Ragazzi questa volta non si scherza, non sono più solo i genitori, per definizione rompiscatole, a rimproverarci di non saper più scrivere con le classiche frasi “io ai tuoi tempi scrivevo e passavo il pomeriggio a leggere un libro, non davanti alla televisione”.

Ora il monito arriva forte e chiaro da una lettera di denuncia che 600 professori universitari italiani hanno firmato e per mezzo della quale fanno presente ai destinatari, il Presidente del Consiglio, il Ministro dell’Istruzione e il Parlamento, che i giovani italiani non sanno più scrivere, sottolineando come «È chiaro ormai da molti anni che alla fine del percorso scolastico troppi ragazzi scrivono male in italiano, leggono poco e faticano a esprimersi oralmente.
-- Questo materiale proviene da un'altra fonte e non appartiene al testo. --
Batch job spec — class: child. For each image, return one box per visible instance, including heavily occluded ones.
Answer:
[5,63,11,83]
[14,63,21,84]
Da tempo i docenti universitari denunciano le carenze linguistiche dei loro studenti (grammatica, sintassi, lessico), con errori appena tollerabili in terza elementare. Nel tentativo di porvi rimedio, alcuni atenei hanno persino attivato corsi di recupero di lingua italiana».

Secondo gli stessi professori, il problema non può più essere sottovalutato in quanto la situazione stessa non deriva solamente da una negligenza degli studenti, sicuramente meno propensi avvezzi che in passato a dedicare ore ed ore alla lettura e alla scrittura, ma una parte della responsabilità è dello Stato che negli anni, e al susseguirsi di numerosi governi che avevano promesso di dedicarvisi, non vi ha mai effettivamente posto mano, se non per peggiorare e tagliare fondi alle istituzioni scolastiche e universitarie.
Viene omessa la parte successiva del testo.